I found our sessions with the pastoral counsellor very helpful. As we were sorting through different opinions about our situation, she encouraged us that people would give advice from their perspective and it must be understood as that. God was calling Rich and I to walk this out and as Sarah Hope’s parents we had the most information about the situation which would be used to make our decisions. Again, we were reminded that parenting, like the rest of life I guess, includes making mistakes which may be far-reaching but thankfully we serve a God who saves us and won’t abandon us. We treasured the prayers that covered us during this period and all those who sent messages encouraging us with scripture and love.

Monday, 3 October 2011

The viable pregnancy that no one expected

At 26 weeks, the gynae was in totally different mode to our meeting 4 weeks before. Having crossed the 26-week mark, the pregnancy was now considered viable and issues such as birth plans and care plans were totally on the table for discussion. I had hardly sat down when she started firing away with questions about monitoring the baby during birth and whether we’d go for intervention or supportive care after birth. She suggested no monitoring and supportive care, and that natural labour could continue, possibly with draining fluid if necessary to get the baby out. I told the gynae that we had arranged to have another thorough scan with the sonographer at 28 weeks. And that depending on how things were looking, we would start to put our plans together.
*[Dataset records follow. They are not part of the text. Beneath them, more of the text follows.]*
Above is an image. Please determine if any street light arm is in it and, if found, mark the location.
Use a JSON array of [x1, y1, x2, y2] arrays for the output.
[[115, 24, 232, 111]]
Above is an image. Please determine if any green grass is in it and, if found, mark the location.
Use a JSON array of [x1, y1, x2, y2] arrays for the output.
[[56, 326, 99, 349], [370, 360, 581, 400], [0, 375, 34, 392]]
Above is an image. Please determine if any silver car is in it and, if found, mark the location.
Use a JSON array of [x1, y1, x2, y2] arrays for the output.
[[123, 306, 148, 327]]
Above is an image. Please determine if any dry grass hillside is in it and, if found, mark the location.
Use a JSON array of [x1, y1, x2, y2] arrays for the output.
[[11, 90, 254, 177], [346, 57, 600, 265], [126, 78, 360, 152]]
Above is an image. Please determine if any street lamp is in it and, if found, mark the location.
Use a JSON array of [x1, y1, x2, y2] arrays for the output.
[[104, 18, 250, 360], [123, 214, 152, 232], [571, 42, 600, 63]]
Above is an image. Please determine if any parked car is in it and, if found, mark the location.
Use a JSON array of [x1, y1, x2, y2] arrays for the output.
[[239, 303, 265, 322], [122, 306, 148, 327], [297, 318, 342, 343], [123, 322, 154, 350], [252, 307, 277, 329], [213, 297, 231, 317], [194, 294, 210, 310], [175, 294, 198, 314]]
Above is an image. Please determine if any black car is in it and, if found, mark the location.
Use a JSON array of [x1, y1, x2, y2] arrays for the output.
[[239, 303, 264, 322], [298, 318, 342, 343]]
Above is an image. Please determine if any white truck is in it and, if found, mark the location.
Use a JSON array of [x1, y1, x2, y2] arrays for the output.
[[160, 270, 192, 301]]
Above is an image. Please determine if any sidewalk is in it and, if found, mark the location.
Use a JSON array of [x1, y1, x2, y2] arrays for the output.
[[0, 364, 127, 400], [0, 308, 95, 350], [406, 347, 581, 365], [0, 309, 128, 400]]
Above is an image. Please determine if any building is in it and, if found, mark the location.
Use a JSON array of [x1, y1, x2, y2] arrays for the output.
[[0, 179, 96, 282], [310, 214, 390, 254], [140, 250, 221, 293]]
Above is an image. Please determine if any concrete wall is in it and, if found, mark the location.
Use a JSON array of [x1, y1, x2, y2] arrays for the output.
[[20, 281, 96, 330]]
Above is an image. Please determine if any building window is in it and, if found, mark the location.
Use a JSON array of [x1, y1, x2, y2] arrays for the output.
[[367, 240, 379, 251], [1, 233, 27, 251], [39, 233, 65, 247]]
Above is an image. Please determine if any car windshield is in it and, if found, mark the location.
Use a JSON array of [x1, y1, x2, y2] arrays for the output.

She performed an ultrasound scan – there seemed to be less fluid in the heart and lungs and the heart was beating strong, so we were all interested to see what the detailed 28 week scan would reveal.
The 28 week scan indicated that the heartbeat was strong and organs were in a pretty good shape. There was no improvement in limbs or worsening of swelling, and the placenta and amniotic fluid looked normal and stable. The sonographer explained that this meant that there was a greater chance of getting to full term. Because the risks we faced with fluid build-up could be either heart failure for the baby or maternal health complications, we were glad the swelling wasn’t getting worse. On a superficial level, we were quite relieved that it didn’t look like anything would happen soon as we both had so much work in the following two months! But on a more serious note, it was very challenging emotionally with the pregnancy reaching viability and what that could mean for us. That weekend we asked some friends to come over to pray for us and the baby. We shared honestly about where we were at, and so appreciated them taking the time out to lead us into a time in the presence of God.